Acute post-streptococcal glomerulonephritis: Pathogenesis, Morphology

Overview

Acute post-streptococcal glomerulonephritis is developed after streptococcal bacterial infection in children and young adults. It is the most common disorder in developing countries in the world.

Age group: Most frequently present in children between 6-10 years of age, but may develop in adults.

Etiology and Pathogenesis of Acute post-streptococcal glomerulonephritis

• Follows streptococcal infection (hence post-streptococcal infection) rather than direct primary infection of the kidney by bacteria streptococci.
• Primary streptococcal infection generally involves the part of the pharynx (pharyngitis) or the skin area (impetigo/pyoderma).
• Infections of Skin are usually associated with scarlet fever, overcrowding, and poor hygiene.
• Certain strains of group Aβ -hemolytic streptococci are nephritogenic. More than 90% are due to types 12, 4, and 1.
• The streptococcal antigenic component responsible for immune reaction in acute post-streptococcal glomerulonephritis is streptococcal pyogenic exotoxin B (SpeB) in most but not all cases.
• The latent period of 1 to 4 weeks following primary streptococcal infection.
• Immune-complex mediated disease.

Mechanism of Damage

• Immune complexes are formed in the circulation and get deposited within glomeruli.
• Immune complexes initiate inflammation via. activating complement & other humoral & cellular mediators of inflammation.
• The inflammatory mediators attract and activate neutrophils and monocytes and stimulate the proliferation of the mesangial and endothelial cells.
• The result is Hypercellular glomerulus.

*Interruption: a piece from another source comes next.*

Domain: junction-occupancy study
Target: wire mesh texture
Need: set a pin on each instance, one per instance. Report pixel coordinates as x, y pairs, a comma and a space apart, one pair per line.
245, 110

Presentation (LAB FINDINGS)

• Hematuria 1-3 weeks following group A streptococcal infection.
• Periorbital edema.

Morphology of Acute post-streptococcal glomerulonephritis

Gross

• The kidneys are enlarged and show a pale capsular surface and cortex.

Microscopy

Light Microscopy (LM)

• Glomeruli:

• • Increased cellularity  (Proliferation of mesangial, endothelial, and neutrophils).
  • The hypercellularity is due to;
    • Infiltration by leukocytes (neutrophils and monocytes).
    • Proliferation and swelling of endothelial and mesangial cells.
    • Rarely proliferation of parietal cells lining Bowman’s capsule.
  • Diffuse involvement.
  • Obliteration or eradication of glomerular capillary lumen:  Due to swelling and proliferation of endothelial cells & mesangial cells + infiltration by leukocytes.

• Tubules:
  • Contains red cell casts in the lumen and the tubular epithelial cells may show degenerative changes.

• Interstitium:
  • Edema and inflammatory cell infiltrate.
• Blood vessels: Unremarkable.

Immunofluorescence Microscopy

• Granular deposits of IgG, IgM, and C3 in the mesangium and along with the GBM →granular fluorescence.

Electron microscopy

• Sub-epithelial“humps” (Immune complexes deposit).
• Sub-epithelial deposits of discrete,  amorphous, electron-dense deposits are a characteristic feature.

Clinical Course

Acute proliferative glomerulonephritis:

• Periorbital edema.
• Mild to moderate hypertension.
• An affected child develops
  • Malaise
  • Fever
  • Nausea
  • Oliguria
  • Hematuria (smoky or cola-colored urine) 1 to 2 weeks after sore throat recovery.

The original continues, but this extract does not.